Resolutions are about doing better, improving ourselves, fulfilling personal goals, so it's no wonder that there's a tendency to be self-focused when making them. If you're like me you can almost lose sight of the forest for the trees. I mean, I might get so wrapped up in how much time I'm going to spend reading the Bible that I end up completely neglecting my children or snapping at my husband in order to fulfill my resolution. Edwards was determined to not lose sight of love in his resolutions. His love for others stemmed from his love for God and this love is reflected in many of his resolutions.
Resolution 13: "Resolved, to be endeavoring to find out fit objects of charity and liberality." (Lawson p. 125)
I love that this great man of God was always on the look-out for ways to show love to others. And he understood love as truly seeking the best interest of others, not the giving of trivial tokens or flattery. For instance, one way Edwards sought to love others is by "trying to initiate conversations about spiritual things." "He believed he must be careful to capture opportunities to talk to others about God." (Lawson p. 126)
Resolution 14: "Resolved, never to do anything out of revenge." (Lawson p. 127)
Edwards had many occasions to try to implement this resolution since he struggled with relationships from his college days and even as a pastor. In school Edwards was so brilliant that he was not well-liked. Then later he suffered a church split and was even asked to step down from the pulpit. Edwards admitted that he lacked gentleness and wrote in his diary "a virtue which I need in a higher degree, to give a beauty and luster to my behavior, is gentleness. If I had more of an air of gentleness, I should be much mended." (Lawson p. 130) Again, we see Edwards was not a flawless individual, but he was always reflecting on ways to improve himself.
Resolution 33: "Resolved, always to do what I can towards making, maintaining and establishing peace, when it can be without over-balancing detriment in other respects." (Lawson p. 132)
In other words, he wasn't willing to sacrifice principle in order to keep the peace. "Such peace is no peace, only a momentary truce at the price of the truth." (Lawson p. 133)
Another diary entry shows Edwards' desire to be sensitive to others in his conversation. "Let there, in the general, be something of benevolence in all that I speak." (Lawson p. 136)
So Edwards showed love for others by endeavoring to share true Christian fellowship by talking with others about God and His Word, especially the gospel; by being a peacemaker; by guarding his heart against a vengeful attitude when others wronged him; and by trying to be gentle, kind, and sensitive in his speech.

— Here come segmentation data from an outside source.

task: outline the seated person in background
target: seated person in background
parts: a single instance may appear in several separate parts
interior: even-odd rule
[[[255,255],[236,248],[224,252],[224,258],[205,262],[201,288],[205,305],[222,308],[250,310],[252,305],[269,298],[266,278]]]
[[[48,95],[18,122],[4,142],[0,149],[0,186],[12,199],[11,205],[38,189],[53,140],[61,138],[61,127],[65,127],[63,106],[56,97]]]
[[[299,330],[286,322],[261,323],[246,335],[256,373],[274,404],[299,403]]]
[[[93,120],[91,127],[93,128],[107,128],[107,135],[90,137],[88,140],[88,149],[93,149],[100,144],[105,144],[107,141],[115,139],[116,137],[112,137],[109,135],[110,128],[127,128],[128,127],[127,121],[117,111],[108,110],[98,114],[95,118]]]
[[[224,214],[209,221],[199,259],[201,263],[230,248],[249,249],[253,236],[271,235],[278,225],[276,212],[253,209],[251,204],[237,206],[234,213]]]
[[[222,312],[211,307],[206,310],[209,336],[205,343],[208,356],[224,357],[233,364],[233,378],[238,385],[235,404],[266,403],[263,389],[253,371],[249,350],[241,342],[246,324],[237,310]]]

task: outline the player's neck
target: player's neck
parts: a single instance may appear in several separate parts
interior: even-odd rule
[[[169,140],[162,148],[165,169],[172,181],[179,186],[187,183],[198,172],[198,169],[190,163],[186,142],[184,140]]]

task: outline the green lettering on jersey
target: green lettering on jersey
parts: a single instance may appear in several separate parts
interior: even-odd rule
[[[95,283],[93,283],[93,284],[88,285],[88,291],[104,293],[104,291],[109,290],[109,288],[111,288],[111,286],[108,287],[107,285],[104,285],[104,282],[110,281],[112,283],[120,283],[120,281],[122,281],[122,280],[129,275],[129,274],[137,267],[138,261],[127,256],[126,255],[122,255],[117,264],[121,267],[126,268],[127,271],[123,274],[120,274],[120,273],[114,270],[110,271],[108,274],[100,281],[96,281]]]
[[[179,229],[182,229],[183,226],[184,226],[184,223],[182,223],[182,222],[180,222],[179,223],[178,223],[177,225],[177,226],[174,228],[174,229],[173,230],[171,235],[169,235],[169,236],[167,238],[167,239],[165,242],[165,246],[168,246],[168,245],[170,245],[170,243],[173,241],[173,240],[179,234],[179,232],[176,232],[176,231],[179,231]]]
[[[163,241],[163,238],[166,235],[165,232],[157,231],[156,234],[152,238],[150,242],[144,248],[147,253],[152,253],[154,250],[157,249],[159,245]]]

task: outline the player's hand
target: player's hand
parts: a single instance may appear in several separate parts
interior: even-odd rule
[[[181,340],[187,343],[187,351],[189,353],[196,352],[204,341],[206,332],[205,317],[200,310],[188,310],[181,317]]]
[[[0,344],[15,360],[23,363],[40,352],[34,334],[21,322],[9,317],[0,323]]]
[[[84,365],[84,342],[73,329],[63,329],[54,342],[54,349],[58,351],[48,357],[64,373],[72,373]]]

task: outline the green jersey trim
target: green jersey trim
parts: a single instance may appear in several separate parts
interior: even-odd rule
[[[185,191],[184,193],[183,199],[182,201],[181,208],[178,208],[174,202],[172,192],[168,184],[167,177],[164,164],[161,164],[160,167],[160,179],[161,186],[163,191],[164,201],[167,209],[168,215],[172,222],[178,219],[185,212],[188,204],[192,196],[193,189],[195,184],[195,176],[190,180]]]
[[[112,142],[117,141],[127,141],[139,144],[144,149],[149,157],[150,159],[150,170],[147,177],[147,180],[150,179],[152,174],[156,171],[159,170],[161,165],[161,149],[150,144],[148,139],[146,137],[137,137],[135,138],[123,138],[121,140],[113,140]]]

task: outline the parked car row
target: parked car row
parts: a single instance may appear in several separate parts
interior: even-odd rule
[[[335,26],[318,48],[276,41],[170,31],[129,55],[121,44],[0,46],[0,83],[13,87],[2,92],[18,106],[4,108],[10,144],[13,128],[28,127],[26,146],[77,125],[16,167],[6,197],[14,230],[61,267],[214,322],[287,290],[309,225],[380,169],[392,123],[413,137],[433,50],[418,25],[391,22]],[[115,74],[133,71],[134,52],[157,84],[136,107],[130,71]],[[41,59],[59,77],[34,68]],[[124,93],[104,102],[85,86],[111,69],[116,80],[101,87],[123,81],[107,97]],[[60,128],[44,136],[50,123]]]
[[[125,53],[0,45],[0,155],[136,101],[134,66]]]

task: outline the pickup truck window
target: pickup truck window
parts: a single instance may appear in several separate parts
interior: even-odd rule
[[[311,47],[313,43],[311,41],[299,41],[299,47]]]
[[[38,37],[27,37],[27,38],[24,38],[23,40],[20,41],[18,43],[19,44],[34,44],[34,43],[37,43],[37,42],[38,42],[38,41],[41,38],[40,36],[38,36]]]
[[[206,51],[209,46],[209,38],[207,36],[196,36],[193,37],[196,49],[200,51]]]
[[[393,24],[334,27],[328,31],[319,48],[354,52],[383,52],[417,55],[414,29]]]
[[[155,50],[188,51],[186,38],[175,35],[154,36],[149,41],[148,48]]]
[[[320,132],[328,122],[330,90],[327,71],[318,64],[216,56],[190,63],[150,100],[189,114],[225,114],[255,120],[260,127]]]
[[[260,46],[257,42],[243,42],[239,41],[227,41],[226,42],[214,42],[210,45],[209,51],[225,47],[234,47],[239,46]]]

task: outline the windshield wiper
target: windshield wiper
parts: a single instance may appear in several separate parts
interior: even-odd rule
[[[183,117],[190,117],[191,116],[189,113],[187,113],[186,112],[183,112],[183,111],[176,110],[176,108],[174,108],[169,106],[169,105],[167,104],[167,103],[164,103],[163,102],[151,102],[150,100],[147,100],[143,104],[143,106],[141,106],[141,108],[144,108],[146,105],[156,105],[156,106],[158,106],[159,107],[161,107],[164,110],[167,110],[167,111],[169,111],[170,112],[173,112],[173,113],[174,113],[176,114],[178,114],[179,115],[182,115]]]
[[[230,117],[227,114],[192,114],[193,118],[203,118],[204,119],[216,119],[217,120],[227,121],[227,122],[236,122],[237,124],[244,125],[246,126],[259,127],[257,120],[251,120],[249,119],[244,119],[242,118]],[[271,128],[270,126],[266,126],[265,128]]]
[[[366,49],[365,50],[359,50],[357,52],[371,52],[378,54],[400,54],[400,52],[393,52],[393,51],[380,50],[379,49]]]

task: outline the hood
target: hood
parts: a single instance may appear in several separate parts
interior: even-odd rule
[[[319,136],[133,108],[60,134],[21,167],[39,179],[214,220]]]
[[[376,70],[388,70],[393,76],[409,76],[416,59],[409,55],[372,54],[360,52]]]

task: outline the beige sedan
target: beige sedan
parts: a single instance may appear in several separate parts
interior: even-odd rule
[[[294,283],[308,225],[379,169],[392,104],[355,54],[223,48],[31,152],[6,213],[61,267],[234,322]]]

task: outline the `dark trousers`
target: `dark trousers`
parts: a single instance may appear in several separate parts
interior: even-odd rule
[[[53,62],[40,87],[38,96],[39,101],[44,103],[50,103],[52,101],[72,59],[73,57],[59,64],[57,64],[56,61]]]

It's hard to balance discipline with charity, is it not? Often those who are the most disciplined have to shove others out of the way on their way to reach their goals. As Christians, we must do both. We're running a race and that requires dedication, discipline, and endurance. However, Scripture is also clear that if we don't love others then the love of God is not in us. Jonathan Edwards resolved to never lose sight of love in his resolutions. We would also do well to remember that it will be lonely at the end of our race if we've forgotten what we're running for. For God so loved the world... He saved us out of love. Jesus summed up the 10 commandments saying to love God with all your heart and your neighbor as yourself. Love should guide us as we make our resolutions and as we try to live them out each day.